Limerick Astronomy Column: Ninth planet from the sun

Darren Barry


Darren Barry

Limerick Astronomy Column: Ninth planet from the sun

The discovery of Pluto led to the belief that was the final planet on the edge of our solar system.

However for the last number of years a growing numbers of scientists have attributed the peculiar orbits of distant solar system objects on the gravitational effects of an as-yet-undiscovered “Planet Nine” that lies in the icy space beyond Neptune.

It is referred to as Planet Nine, since Pluto is no longer officially considered a major planet.

See below for Rick and Morty's take on Pluto's planetary status

Astronomers have already discovered about a dozen objects in the distant solar system that expand our understanding of the solar system.

This special subcategory of icy objects orbiting past Neptune, these are referred to as Trans-Neptunian Objects (TNOs).
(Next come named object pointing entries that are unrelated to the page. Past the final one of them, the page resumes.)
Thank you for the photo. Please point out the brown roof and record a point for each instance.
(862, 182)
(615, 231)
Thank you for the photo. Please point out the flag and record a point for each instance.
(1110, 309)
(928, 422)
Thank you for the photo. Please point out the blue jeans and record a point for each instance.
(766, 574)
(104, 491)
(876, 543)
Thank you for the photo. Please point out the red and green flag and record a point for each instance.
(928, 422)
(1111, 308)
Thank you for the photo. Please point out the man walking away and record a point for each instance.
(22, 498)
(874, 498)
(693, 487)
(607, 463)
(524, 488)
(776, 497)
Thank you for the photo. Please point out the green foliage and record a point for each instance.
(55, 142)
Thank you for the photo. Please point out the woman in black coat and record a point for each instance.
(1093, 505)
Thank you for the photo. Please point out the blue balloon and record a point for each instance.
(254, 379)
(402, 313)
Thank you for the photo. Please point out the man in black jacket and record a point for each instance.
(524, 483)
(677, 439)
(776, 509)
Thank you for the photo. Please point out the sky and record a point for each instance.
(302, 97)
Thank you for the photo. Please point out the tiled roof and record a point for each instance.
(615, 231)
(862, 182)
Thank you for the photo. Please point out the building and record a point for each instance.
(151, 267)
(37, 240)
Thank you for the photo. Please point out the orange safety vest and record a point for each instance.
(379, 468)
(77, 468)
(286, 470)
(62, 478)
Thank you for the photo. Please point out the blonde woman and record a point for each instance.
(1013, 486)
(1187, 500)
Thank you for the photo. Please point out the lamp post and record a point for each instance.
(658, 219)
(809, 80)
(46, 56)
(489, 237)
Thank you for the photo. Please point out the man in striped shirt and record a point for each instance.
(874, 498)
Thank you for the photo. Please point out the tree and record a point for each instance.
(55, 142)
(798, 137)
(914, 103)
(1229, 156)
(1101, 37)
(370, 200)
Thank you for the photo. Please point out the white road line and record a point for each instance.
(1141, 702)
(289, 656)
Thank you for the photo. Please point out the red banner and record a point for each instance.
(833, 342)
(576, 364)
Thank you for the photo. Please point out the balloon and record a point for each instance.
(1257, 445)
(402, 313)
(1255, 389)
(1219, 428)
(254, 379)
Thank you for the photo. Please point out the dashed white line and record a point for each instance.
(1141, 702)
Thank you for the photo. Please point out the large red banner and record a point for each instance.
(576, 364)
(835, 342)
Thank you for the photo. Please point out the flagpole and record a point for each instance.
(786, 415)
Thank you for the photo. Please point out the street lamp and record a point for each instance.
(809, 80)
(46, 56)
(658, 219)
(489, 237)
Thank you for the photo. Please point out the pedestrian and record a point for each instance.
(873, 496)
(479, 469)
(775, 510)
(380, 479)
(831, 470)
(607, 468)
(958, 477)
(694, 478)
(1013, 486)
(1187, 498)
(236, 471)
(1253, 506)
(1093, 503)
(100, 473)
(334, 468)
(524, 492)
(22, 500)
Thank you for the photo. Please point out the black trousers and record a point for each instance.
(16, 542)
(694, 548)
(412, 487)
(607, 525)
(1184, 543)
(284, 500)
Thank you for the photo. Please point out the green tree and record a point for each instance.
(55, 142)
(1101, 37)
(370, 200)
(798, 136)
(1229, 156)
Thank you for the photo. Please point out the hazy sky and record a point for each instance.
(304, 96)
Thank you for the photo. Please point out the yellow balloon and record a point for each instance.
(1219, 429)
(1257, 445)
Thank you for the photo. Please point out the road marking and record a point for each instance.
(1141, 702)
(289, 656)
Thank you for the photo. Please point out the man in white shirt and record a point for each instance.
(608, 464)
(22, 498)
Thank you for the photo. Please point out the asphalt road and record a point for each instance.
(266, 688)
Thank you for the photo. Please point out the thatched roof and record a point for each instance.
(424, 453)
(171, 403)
These objects all make their closest approach to the sun at the same spot in their rotation. However, the proposed Planet Nine is not one of these objects.

The existence of this planet was first hypothesized by astronomers Konstantin Batygin and Mike Brown of Caltech. Theoretical studies have proposed that Planet Nine (also referred to by some as Planet X) has a mass of between five and 15 times that of Earth, lying between 45 billion and 150 billion kilometres from the sun. This distance would mean that the ‘planet’ would receive very little light from the sun, making it hard to locate with telescopes.

In order to detect objects of such mass, astronomers look for bizarre spots of light formed when light bends around the object’s gravitational field on its journey through the galaxy. These bends of light would not be constant as they appear and disappear as objects move in front of a distant star and continue in their orbit.

There is further thought that the existence of an unknown object could be a primordial black hole instead. Primordial black holes are predicted to have burst into existence within the first few fractions of a second after the Big Bang. However, their existence has never been established. Furthermore, if this mass object is a planet-mass black hole, it would likely be surrounded by a halo of dark matter that could stretch up to one billion kilometres on all sides. If such a mass object, whether a planet or a black hole, it would be one of the largest discoveries made in space history. Since the demotion of Pluto to a dwarf planet, it is believed that Neptune is the outermost planet in our solar system.